In [4]:
import pytube as pt
import os
import re
from deep_translator import GoogleTranslator
import assemblyai as aai
import config as cfg

### define functions

In [5]:
def replace_special_chars(text):
    ''' 
    Replace special characters in strings with underscores
    '''
    # Define the pattern to match special characters and spaces
    pattern = r'[^a-zA-Z0-9]+'
    # Replace the matched pattern with underscores
    replaced_text = re.sub(pattern, '_', text)
    return replaced_text

In [6]:
directory = 'files/'
os.makedirs(directory, exist_ok=True)

### fetch video title from YouTube

In [3]:
video_url = "https://www.youtube.com/watch?v=_LYe58b-3HM"
yt = pt.YouTube(video_url)
# get title
title_name = ((yt.title))
translated_title = GoogleTranslator(source='auto', target='en').translate(title_name)
translated_title_edited = replace_special_chars(translated_title)

In [11]:
# not using the name generated above, to keep it simple
video_name = 'me_and_others'

### download video

In [12]:
video_name = 'me_and_others'
video_url = "https://www.youtube.com/watch?v=_LYe58b-3HM"
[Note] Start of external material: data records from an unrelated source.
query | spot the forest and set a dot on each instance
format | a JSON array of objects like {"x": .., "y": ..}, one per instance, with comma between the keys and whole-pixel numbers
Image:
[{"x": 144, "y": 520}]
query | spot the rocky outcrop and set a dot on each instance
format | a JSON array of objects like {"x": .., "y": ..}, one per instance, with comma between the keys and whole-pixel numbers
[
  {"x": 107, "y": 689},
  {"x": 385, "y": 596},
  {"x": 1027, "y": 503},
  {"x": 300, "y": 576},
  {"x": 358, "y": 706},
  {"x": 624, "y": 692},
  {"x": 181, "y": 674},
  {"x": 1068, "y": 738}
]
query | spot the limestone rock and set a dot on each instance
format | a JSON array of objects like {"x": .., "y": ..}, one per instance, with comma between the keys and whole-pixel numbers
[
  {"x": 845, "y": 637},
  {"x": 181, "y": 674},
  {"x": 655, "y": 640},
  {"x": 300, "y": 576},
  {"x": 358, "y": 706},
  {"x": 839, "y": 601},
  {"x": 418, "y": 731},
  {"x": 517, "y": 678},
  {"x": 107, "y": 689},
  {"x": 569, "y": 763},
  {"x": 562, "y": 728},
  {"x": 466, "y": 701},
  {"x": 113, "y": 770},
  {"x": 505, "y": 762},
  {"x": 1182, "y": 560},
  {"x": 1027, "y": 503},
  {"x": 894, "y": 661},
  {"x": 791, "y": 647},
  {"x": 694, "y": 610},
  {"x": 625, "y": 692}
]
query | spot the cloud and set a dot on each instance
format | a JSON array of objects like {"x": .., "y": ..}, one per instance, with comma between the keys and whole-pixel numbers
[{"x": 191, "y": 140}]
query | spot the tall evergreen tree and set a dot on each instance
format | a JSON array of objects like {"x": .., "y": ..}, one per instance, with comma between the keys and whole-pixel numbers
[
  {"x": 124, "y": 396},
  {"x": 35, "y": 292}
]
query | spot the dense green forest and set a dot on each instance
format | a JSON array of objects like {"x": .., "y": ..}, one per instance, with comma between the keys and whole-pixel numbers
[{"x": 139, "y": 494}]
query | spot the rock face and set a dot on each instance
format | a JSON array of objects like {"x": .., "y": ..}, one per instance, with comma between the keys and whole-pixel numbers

yt = pt.YouTube(video_url)
stream = yt.streams.filter(only_audio=True)[0]
stream.download(filename = directory + '/' + video_name + '.wav')

'/Users/vamsiuppala/Documents/translate-russian-video/files//me_and_others.wav'

### transcribe

In [15]:
aai.settings.api_key = cfg.keys['aai_api_key']
transcriber = aai.Transcriber()

In [16]:
audio_url = (
    "files/me_and_others.wav"
)

config = aai.TranscriptionConfig(speaker_labels=True, language_code='ru')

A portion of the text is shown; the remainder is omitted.